If you are using an LCD, how black is black? Try this experiment.
If you have an iPhone, turn it off. Go into a pitch black room (I mean PITCH black--no light leaks--totally sealed).
Then, turn on your iPhone. The Apple logo comes up--you can just cover that with your thumb.
The bright gray glow you see emitting from your iPhone? That is "black" on an LCD. But it turns out its not really that black is it?
In fact, its such a bright gray, a fully "black" iPhone display can illuminate a dark room.
This is the problem with using generic LCD's for color correction. Their black level isn't black enough, so your colors get washed out and muddied.
Try it sometime...
1 comment:
I recently did alot of looking into this because of Sony's contrast ratio claims on OLED Screens. It was pretty interesting and I never really thought about this stuff.
I found that pretty much no room is really ever beyond like 500/1 or something including a movie theater. Even in a movie theater you are tainting it because of all the random watches and cell phones.
Plus to get perfect darkness you would have to paint all your walls and floor completely black.
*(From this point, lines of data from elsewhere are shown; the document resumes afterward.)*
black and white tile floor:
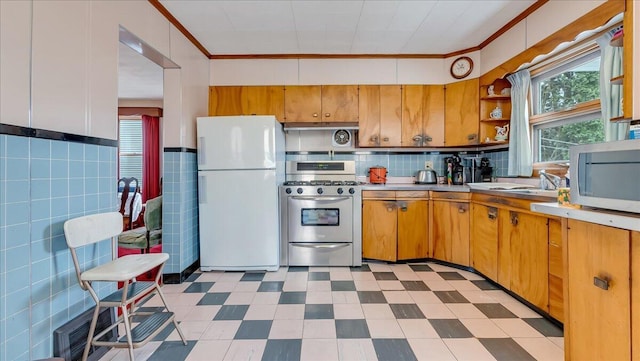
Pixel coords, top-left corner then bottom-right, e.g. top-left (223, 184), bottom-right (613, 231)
top-left (99, 262), bottom-right (564, 361)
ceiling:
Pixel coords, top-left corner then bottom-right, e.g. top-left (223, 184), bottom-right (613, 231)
top-left (118, 0), bottom-right (539, 100)
top-left (158, 0), bottom-right (538, 56)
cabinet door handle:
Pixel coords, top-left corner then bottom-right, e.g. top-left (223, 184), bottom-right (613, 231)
top-left (382, 137), bottom-right (389, 142)
top-left (593, 276), bottom-right (609, 290)
top-left (510, 211), bottom-right (518, 225)
top-left (387, 207), bottom-right (394, 212)
top-left (370, 135), bottom-right (379, 144)
top-left (313, 113), bottom-right (319, 118)
top-left (325, 113), bottom-right (331, 117)
top-left (458, 205), bottom-right (466, 213)
top-left (423, 134), bottom-right (433, 142)
top-left (398, 202), bottom-right (408, 212)
top-left (467, 133), bottom-right (477, 141)
top-left (487, 207), bottom-right (497, 220)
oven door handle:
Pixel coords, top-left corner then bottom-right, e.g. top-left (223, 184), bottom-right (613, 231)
top-left (290, 196), bottom-right (351, 201)
top-left (292, 243), bottom-right (351, 249)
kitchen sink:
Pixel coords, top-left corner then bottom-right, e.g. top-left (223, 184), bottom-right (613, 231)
top-left (500, 189), bottom-right (558, 197)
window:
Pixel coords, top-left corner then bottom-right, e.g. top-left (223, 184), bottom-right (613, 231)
top-left (119, 118), bottom-right (143, 186)
top-left (531, 47), bottom-right (606, 163)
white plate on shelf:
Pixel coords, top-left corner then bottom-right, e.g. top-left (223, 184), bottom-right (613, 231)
top-left (466, 182), bottom-right (537, 190)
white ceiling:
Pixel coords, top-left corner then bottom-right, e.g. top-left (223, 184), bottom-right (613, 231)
top-left (118, 42), bottom-right (164, 101)
top-left (159, 0), bottom-right (537, 55)
top-left (118, 0), bottom-right (538, 100)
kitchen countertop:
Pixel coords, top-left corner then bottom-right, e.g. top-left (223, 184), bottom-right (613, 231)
top-left (531, 202), bottom-right (640, 231)
top-left (361, 183), bottom-right (469, 192)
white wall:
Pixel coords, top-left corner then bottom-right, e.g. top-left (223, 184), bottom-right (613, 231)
top-left (0, 0), bottom-right (209, 148)
top-left (211, 52), bottom-right (481, 86)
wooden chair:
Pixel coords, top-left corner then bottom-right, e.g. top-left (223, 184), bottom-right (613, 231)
top-left (63, 212), bottom-right (186, 361)
top-left (118, 177), bottom-right (142, 230)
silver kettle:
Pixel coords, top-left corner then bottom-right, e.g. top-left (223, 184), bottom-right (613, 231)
top-left (416, 169), bottom-right (438, 184)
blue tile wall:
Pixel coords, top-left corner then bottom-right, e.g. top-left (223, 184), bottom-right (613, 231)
top-left (286, 149), bottom-right (510, 179)
top-left (162, 151), bottom-right (199, 274)
top-left (0, 134), bottom-right (118, 361)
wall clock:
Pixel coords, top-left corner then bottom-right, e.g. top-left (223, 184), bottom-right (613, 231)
top-left (450, 56), bottom-right (474, 79)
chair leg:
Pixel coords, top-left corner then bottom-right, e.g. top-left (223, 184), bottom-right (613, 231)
top-left (81, 305), bottom-right (101, 361)
top-left (121, 305), bottom-right (136, 361)
top-left (154, 286), bottom-right (187, 345)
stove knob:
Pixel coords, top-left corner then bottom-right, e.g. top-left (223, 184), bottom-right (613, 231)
top-left (349, 187), bottom-right (355, 194)
top-left (297, 188), bottom-right (303, 194)
top-left (317, 188), bottom-right (323, 194)
top-left (285, 188), bottom-right (292, 194)
top-left (337, 188), bottom-right (344, 194)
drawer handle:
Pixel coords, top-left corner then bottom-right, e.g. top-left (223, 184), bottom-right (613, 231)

Even at that... if you see one gun shot or something on the tv in that room your eyes will take several minutes before adjusting back to anything close to a decent ratio.
I also found that according to quite a few sources... there is no investigations into the claims that these companies make in regards to their aspect ratio marketing and that the human eye can't really even tell the difference beyond something like 1,000/1. So the whole OLED thing with that claim is cool but over-hyped.
Its been a while and I'm sure you have alot more info regarding this type of stuff so correct me if I'm wrong on that stuff... The moral of my story I guess was don't buy into 1,000,000/1 ratios and stuff. I agree with you 100% in regards to editing as mentioned though.